Discover Dairy Introduces Free Middle School Lessons

News EditorEducation

Discovery Dairy, a free, interactive educational program has introduced four new middle school lessons. Check out this wonderful resource today!

Four new comprehensive lessons, complete with video, reading guides and lab-based instruction, teach middle school students about where milk comes from and how dairy farms contribute to our world, while applying science concepts to real-life situations.

Discover Dairy meets state educational standards and anchors for math, science and reading. Funded by the Dairy Checkoff program, it was produced as a joint initiative of the Pennsylvania Dairy Promotion Program, Center for Dairy Excellence and Mid-Atlantic Dairy Association.

“Introducing these middle school-level lessons is a way to connect students with the dairy farms that produce the milk and dairy foods they eat,” said Jayne Sebright, communications director of the Center for Dairy Excellence. “We ask local dairy farm families to encourage more school districts across the Mid-Atlantic region to offer the lessons.”

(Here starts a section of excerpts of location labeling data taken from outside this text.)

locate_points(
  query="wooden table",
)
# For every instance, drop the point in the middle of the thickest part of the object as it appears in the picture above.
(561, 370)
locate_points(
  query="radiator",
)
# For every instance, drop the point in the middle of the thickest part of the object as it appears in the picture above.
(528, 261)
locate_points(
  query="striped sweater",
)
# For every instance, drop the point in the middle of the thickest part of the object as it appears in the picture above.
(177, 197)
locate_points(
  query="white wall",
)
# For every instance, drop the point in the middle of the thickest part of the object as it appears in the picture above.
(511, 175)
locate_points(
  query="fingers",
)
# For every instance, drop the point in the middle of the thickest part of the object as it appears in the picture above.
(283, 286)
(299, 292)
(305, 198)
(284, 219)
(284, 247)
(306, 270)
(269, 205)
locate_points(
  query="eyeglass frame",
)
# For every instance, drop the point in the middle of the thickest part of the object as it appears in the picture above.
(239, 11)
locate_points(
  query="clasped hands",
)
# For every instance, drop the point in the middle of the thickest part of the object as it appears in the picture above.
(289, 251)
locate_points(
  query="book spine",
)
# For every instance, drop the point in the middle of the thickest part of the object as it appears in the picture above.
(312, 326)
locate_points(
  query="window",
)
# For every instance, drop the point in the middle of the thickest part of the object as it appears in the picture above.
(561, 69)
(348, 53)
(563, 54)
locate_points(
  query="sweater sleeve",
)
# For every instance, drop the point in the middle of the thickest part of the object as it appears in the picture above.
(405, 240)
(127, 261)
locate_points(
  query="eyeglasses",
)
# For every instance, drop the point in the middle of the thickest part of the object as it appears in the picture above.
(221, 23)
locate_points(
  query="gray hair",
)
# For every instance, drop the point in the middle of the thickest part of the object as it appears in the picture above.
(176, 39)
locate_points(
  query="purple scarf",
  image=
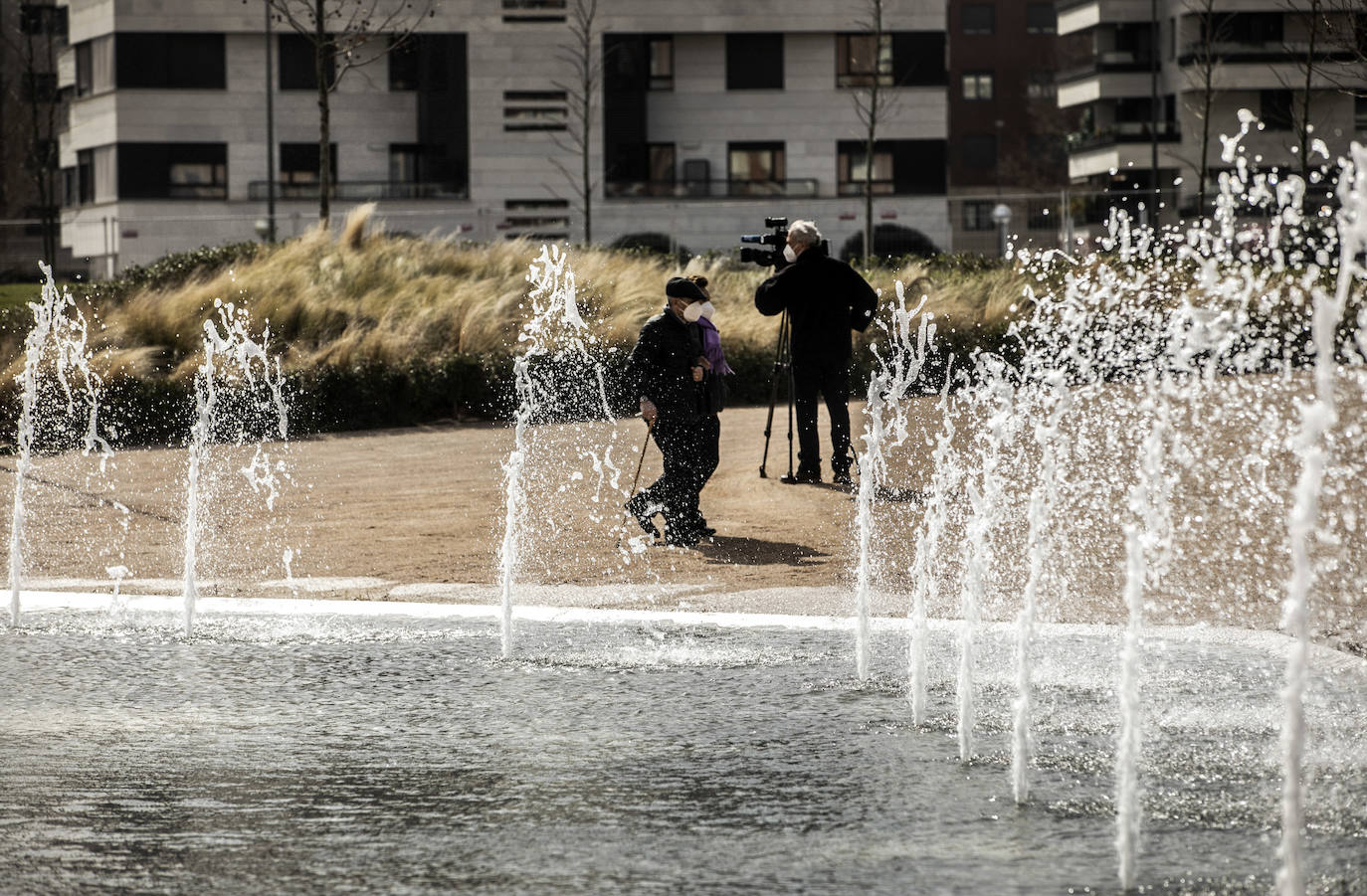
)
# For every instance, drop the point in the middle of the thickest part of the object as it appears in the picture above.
(712, 347)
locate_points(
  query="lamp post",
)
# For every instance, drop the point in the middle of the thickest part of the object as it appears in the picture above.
(1002, 218)
(270, 128)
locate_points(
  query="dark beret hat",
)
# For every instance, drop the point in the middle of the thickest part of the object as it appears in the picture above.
(684, 288)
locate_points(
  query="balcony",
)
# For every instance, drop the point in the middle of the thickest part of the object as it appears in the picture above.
(361, 190)
(1234, 52)
(709, 189)
(1124, 132)
(1107, 62)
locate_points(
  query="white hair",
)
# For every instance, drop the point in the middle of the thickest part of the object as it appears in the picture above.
(805, 233)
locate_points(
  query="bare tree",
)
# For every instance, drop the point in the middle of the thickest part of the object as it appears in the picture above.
(30, 37)
(1311, 61)
(873, 101)
(581, 88)
(346, 35)
(1201, 76)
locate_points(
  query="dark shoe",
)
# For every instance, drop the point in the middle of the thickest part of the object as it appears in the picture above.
(640, 509)
(681, 540)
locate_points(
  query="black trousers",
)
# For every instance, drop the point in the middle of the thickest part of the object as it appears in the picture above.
(832, 381)
(684, 447)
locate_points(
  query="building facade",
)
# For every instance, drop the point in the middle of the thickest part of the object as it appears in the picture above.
(1006, 130)
(704, 119)
(1166, 78)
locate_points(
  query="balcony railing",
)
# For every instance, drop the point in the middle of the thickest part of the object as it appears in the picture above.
(361, 190)
(1124, 132)
(1257, 52)
(709, 189)
(1117, 61)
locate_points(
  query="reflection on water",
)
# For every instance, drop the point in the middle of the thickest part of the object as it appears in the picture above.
(324, 754)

The new lessons build on existing Discover Dairy lessons designed for upper elementary level students, launched in 2008. Since then the series has been used in more than 300 Pennsylvania classrooms and more than 15 states. The www.discoverdairy.com website, which also includes interactive games for kids and farm tour resources for farmers, typically draws about 1,000 visitors each month.

“The new middle school lessons take science concepts, like selective breeding and renewable resources, and apply them to real-life situations on the dairy farm,” Sebright said. “The lessons help students, many of whom have never seen a farm, better understand the dairy industry’s key role in feeding the world.”

Developed with input from science teachers, each lesson includes a four-minute video motivator with footage from Pennsylvania dairy farms, a guided reading selection that includes relevant vocabulary and lab-based instruction to provide hands-on exercises related to the lessons.

“In each lesson, middle school students have the opportunity to experience some aspect of dairy farming,” Sebright said. “For example, the lessons have students balancing a feed ration for cows, making cheese, creating energy to do work, and moving money through a community.”